Python 另一个S形回归方程问题

我发布了，但我似乎无法将此版本添加到该帖子中，因为似乎有人关闭了该帖子进行编辑，所以这里是新帖子中的新版本

我有下面的脚本，它执行以下操作：
1.）根据S形数据绘制最佳拟合曲线。
2.）根据x和y的新最大和最小坐标重新调整数据大小。
3.）为调整大小的数据计算并绘制新的最佳拟合曲线

第1步和第2步似乎很好，但第3步不行。如果运行该脚本，您将看到它为重新调整大小的数据绘制了一条完全无效的曲线

有人能告诉我如何修改下面的代码，以便为重新调整大小的数据创建和绘制真正的最佳拟合S形曲线吗？当在可能的最大值和最小值范围内重新调整大小时，这需要是可再现的

我似乎能够将问题跟踪到New_p，这在以下代码行中定义：

New_p, New_cov, New_infodict, New_mesg, New_ier = scipy.optimize.leastsq( 
    residuals,New_p_guess,args=(NewX,NewY),full_output=1,warning=True)   
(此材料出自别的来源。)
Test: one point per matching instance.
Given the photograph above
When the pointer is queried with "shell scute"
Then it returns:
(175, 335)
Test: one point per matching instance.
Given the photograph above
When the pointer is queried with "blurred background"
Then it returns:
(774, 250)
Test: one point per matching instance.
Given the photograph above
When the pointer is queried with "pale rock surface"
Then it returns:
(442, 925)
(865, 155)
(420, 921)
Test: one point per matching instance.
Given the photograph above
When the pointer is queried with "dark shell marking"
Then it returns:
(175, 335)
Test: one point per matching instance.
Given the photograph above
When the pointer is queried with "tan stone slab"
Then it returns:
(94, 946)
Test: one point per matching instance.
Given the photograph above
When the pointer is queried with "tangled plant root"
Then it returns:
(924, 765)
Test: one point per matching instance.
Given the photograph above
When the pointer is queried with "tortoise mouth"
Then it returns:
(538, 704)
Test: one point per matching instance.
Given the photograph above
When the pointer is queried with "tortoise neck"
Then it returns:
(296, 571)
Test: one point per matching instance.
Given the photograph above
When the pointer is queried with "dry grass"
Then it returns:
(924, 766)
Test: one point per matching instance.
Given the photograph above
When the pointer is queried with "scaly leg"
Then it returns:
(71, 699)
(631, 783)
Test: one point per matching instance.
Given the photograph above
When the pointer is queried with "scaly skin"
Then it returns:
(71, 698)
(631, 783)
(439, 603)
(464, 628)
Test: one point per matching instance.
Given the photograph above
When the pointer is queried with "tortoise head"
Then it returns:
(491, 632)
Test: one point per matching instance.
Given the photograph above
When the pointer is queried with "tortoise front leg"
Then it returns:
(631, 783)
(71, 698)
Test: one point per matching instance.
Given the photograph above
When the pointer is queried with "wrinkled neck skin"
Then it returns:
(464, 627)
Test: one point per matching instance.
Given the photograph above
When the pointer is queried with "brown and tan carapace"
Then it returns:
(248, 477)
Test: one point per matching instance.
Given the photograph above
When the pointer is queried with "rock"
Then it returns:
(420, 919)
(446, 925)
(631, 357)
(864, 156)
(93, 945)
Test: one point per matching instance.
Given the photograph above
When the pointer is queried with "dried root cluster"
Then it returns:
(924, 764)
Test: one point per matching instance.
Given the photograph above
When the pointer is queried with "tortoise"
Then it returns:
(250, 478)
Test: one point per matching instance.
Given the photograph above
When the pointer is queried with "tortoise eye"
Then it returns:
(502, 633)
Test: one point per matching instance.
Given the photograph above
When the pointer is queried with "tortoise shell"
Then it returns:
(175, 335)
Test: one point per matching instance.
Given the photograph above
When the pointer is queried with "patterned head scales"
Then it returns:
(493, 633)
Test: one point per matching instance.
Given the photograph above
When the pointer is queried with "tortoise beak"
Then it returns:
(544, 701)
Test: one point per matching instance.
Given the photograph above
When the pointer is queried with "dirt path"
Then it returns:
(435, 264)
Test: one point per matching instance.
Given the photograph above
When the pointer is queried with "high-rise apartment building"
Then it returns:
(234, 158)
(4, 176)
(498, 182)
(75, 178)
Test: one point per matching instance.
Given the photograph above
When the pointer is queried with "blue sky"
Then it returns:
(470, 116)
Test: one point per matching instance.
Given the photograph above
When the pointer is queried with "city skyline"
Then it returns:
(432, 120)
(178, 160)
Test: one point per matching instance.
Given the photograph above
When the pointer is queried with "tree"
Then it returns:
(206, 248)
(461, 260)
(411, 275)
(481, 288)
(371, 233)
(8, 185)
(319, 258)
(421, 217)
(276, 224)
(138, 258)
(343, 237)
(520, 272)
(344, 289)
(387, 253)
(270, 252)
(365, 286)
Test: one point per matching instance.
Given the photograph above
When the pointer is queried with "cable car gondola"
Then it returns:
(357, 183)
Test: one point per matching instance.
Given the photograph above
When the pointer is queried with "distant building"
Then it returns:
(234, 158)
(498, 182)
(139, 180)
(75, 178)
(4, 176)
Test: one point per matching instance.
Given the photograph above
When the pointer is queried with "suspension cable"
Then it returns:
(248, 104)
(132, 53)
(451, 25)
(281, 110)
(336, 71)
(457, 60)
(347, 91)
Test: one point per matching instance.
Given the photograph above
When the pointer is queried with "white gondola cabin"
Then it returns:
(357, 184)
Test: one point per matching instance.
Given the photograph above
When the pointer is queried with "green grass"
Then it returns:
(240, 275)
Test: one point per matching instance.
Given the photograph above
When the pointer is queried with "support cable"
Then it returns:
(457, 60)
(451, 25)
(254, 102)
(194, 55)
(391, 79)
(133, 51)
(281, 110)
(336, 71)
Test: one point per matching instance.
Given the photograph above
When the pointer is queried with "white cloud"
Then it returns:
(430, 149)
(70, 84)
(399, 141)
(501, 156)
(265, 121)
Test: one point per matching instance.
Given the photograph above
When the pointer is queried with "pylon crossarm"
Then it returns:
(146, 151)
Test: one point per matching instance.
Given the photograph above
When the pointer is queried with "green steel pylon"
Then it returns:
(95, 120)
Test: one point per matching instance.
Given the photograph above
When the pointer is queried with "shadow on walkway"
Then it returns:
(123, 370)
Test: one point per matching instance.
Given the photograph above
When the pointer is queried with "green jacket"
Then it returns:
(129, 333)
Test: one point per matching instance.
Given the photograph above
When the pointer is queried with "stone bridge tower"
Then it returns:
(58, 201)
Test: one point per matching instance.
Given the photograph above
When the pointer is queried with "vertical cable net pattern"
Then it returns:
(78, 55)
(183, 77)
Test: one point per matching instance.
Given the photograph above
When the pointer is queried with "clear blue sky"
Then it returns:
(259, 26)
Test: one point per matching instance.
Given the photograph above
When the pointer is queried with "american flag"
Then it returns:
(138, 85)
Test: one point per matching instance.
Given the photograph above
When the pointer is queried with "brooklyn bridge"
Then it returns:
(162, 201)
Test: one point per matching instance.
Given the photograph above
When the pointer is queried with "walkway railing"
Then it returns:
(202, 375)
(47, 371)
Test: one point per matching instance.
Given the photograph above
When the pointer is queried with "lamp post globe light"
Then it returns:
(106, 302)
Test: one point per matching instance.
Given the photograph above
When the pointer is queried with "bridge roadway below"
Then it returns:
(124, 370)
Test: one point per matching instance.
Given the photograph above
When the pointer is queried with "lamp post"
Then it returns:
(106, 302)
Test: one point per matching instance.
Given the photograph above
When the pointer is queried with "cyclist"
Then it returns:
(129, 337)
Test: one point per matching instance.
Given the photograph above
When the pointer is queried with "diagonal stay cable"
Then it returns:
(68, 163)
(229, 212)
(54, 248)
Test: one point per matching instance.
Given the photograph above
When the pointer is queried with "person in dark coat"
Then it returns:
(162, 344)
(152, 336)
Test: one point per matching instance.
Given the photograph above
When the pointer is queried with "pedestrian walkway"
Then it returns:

但我不知道如何更深入地研究这个问题。我认为问题可能与全局变量和局部变量之间的差异有关，但可能是其他原因

以下是我的完整代码的当前草稿：

import numpy as np 
import matplotlib.pyplot as plt 
import scipy.optimize 

def GetMinRR(age):
    MaxHR = 208-(0.7*age)
    MinRR = (60/MaxHR)*1000
    return MinRR

def sigmoid(p,x):
    x0,y0,c,k=p 
    y = c / (1 + np.exp(-k*(x-x0))) + y0 
    return y 

def residuals(p,x,y): 
    return y - sigmoid(p,x) 

def resize(x,y,xmin=0.0,xmax=1.0,ymin=0.0,ymax=1.0):
    # Create local variables
    NewX = [t for t in x]
    NewY = [t for t in y]
    # If the mins are greater than the maxs, then flip them.
    if xmin>xmax: xmin,xmax=xmax,xmin 
    if ymin>ymax: ymin,ymax=ymax,ymin
    #----------------------------------------------------------------------------------------------    
    # The rest of the code below re-calculates all the values in x and then in y with these steps:
    #       1.) Subtract the actual minimum of the input x-vector from each value of x
    #       2.) Multiply each resulting value of x by the result of dividing the difference
    #           between the new xmin and xmax by the actual maximum of the input x-vector
    #       3.) Add the new minimum to each value of x
    # Note: I wrote in x-notation, but the identical process is also repeated for y
    #----------------------------------------------------------------------------------------------    
    # Subtracts right operand from the left operand and assigns the result to the left operand.
    # Note: c -= a is equivalent to c = c - a
    NewX -= x.min()

    # Multiplies right operand with the left operand and assigns the result to the left operand.
    # Note: c *= a is equivalent to c = c * a
    NewX *= (xmax-xmin)/NewX.max()

    # Adds right operand to the left operand and assigns the result to the left operand.
    # Note: c += a is equivalent to c = c + a
    NewX += xmin

    # Subtracts right operand from the left operand and assigns the result to the left operand.
    # Note: c -= a is equivalent to c = c - a
    NewY -= y.min()

    # Multiplies right operand with the left operand and assigns the result to the left operand.
    # Note: c *= a is equivalent to c = c * a
    NewY *= (ymax-ymin)/NewY.max()

    # Adds right operand to the left operand and assigns the result to the left operand.
    # Note: c += a is equivalent to c = c + a
    NewY += ymin

    return (NewX,NewY)

# Declare raw data for use in creating logistic regression equation
x = np.array([821,576,473,377,326],dtype='float') 
y = np.array([255,235,208,166,157],dtype='float') 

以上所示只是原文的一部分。